Detection of Diabetic Retinopathy in Retinal Fundus Images using DenseNet based Deep Learning Model
P. Saranya, S. Kiruthika Devi, B. Bharanidharan
Abstract
Diabetic Mellitus is one of the world’s most common diseases. Diabetes is quite prevalent, and it produces a variety of health issues such as Diabetic Retinopathy, nephropathy, diabetic foot, and so on. Diabetic Retinopathy is the most prominent problem (DR). DR starts with no symptoms or minor vision problems and escalates to the point when vision loss is a possibility. Since diagnosis takes time and ophthalmologists are scarce, patients endure vision loss even before they are diagnosed.
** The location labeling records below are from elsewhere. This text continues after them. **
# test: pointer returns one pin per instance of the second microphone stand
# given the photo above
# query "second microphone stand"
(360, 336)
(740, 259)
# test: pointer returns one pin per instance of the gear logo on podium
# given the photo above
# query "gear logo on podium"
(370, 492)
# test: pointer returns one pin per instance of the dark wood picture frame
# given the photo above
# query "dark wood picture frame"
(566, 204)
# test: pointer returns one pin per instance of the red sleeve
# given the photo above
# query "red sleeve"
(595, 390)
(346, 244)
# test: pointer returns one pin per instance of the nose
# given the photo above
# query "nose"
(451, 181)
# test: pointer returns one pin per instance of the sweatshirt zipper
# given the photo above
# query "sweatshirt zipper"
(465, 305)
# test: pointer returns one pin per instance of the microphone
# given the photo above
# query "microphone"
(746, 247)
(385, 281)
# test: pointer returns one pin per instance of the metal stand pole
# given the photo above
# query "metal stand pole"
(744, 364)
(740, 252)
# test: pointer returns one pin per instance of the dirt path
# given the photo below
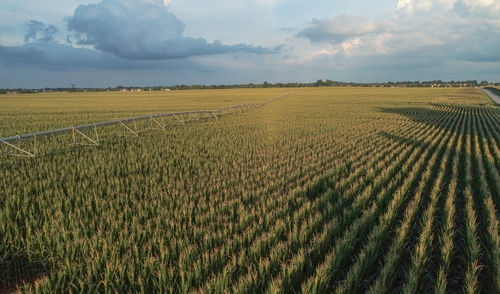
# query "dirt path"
(493, 95)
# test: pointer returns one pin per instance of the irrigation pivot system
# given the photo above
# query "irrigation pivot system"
(25, 145)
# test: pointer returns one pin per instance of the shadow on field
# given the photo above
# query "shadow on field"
(446, 117)
(18, 269)
(437, 115)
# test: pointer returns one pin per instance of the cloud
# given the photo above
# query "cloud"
(341, 29)
(38, 31)
(136, 29)
(420, 30)
(54, 56)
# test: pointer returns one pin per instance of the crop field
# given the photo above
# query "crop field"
(328, 190)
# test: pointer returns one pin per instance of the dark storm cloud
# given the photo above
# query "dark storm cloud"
(135, 29)
(53, 56)
(38, 31)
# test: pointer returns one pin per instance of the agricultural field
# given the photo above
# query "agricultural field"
(328, 190)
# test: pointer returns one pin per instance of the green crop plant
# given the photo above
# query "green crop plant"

So, an early detection of DR may help to mitigate the problem. To diagnose DR, however, numerous physical tests are required and in the early phases of the disease, it is difficult to diagnose by exams. As a result, a new diagnostic technique must be devised to detect the disease before it manifests itself in a test, allowing it to be treated sooner. The objective of the proposed model is to provide an automated diagnosis model for DR detection utilizing DenseNet-based deep learning models. As an input, the classification model was given a pre-processed retinal image that had not been enhanced with features. Only a few preprocessing steps are done on the noisy images to increase DR detection accuracy and achieved the maximum accuracy and precision of 0.83 and 0.99 respectively.